Progress on BlitzDB’s Index Component
I recently gained some decent momentum on developing the indexing component of BlitzDB. Most of my time spent on BlitzDB for the last couple of weeks have been studying the indexing API and digging into how other engines have implemented it. I even referred back to MySQL 4.x to see how the BDB engine pulls off the Indexing API.
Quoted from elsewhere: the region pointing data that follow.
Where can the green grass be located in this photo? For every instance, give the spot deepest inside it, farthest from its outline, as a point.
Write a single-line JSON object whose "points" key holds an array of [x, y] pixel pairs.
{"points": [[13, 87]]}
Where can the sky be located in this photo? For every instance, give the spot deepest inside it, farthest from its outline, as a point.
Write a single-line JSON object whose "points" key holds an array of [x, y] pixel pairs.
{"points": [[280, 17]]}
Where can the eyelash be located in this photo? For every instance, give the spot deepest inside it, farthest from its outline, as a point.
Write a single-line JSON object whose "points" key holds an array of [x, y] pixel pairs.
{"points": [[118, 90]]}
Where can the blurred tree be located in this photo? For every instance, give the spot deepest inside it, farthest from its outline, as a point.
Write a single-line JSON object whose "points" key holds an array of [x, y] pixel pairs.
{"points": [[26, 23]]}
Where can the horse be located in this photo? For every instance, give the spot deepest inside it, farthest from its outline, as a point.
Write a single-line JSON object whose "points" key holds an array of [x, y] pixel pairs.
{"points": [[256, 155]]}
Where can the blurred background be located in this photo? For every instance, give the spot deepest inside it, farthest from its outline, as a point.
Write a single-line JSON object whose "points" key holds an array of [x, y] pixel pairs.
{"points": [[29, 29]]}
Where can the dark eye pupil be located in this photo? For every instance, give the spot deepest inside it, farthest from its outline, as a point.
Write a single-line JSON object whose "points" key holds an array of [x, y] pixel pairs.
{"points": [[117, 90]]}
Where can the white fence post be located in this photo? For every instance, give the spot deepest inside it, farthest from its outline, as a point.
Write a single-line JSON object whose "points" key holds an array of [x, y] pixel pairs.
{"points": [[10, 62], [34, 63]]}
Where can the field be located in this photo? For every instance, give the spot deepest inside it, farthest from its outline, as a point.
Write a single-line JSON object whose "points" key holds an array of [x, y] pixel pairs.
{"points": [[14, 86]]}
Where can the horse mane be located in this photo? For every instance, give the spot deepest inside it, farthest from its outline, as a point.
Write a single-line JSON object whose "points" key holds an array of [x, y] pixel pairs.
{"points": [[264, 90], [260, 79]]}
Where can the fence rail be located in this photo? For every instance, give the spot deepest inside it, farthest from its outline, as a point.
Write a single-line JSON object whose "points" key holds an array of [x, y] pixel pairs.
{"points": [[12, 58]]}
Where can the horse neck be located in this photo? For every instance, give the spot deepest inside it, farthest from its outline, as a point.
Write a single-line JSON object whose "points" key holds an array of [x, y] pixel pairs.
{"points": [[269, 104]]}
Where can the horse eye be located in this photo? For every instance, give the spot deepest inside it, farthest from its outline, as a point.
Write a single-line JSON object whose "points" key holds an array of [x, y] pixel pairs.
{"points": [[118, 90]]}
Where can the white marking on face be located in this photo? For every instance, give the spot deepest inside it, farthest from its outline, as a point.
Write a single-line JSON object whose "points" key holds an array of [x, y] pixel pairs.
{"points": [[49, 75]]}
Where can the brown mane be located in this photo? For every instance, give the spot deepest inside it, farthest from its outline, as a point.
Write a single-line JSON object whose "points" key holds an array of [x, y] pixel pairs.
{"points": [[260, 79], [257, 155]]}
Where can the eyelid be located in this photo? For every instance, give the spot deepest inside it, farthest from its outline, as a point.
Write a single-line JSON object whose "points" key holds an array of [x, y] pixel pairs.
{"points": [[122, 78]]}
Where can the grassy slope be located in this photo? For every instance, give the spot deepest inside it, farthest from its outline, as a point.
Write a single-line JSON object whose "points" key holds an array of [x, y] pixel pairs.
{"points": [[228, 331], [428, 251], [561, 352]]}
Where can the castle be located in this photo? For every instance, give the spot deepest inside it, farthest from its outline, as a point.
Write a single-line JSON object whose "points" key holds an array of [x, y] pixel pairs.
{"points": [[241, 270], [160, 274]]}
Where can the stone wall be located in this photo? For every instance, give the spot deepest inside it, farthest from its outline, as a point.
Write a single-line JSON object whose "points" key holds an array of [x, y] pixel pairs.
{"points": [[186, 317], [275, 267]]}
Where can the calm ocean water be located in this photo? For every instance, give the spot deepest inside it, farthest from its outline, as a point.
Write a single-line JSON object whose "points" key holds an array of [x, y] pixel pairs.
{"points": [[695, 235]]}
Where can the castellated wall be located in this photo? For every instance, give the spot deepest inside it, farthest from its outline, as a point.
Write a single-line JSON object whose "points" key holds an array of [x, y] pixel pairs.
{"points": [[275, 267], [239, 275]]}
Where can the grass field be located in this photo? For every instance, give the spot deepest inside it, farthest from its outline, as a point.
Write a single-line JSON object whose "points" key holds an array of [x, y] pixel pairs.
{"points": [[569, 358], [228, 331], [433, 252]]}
The actual coding wasn’t too bad thanks to Tokyo Cabinet’s awesome B+Tree API. I’ve been busier adding new tests and fixing silly bugs as they arise. I also implemented the Primary Key optimization that I blogged about a while back. As a result of all this, the following goodness has been added to BlitzDB’s Trunk.
- Index Lookup
- Forward Index Scan
- Reverse Index Scan
This means that BlitzDB is now equipped with both a Table Scanner and an Index Scanner which are two essential components for a general purpose storage engine. As much as I’d like to work on optimizing the code and adding features (like recovery), I’m going to take a break and spend the rest of the month working on testing and debugging. There’s no point in adding features if the base has notable flaws in it.
Challenges Encountered
Writing the Index Scanner itself is easy. The most difficult thing that slowed me down was developing the comparison function for index keys. The end result was a simple piece of code but I had to study various things before I could start writing any code.
- How to respect collation
- How keys are represented internally
- How types are represented internally
- How to write a custom comparison function for Tokyo Cabinet
- … and so on
I’ve also started using Evernote to jot down my spontaneous ideas on optimizing BlitzDB. I’ve made these notes public and they will most likely be updated while I’m commuting on the train.
There are much more that I’d like to write about like how I intend on developing the table recovery routine without simply using TC’s recovery mechanism but I shall restrain myself for another day.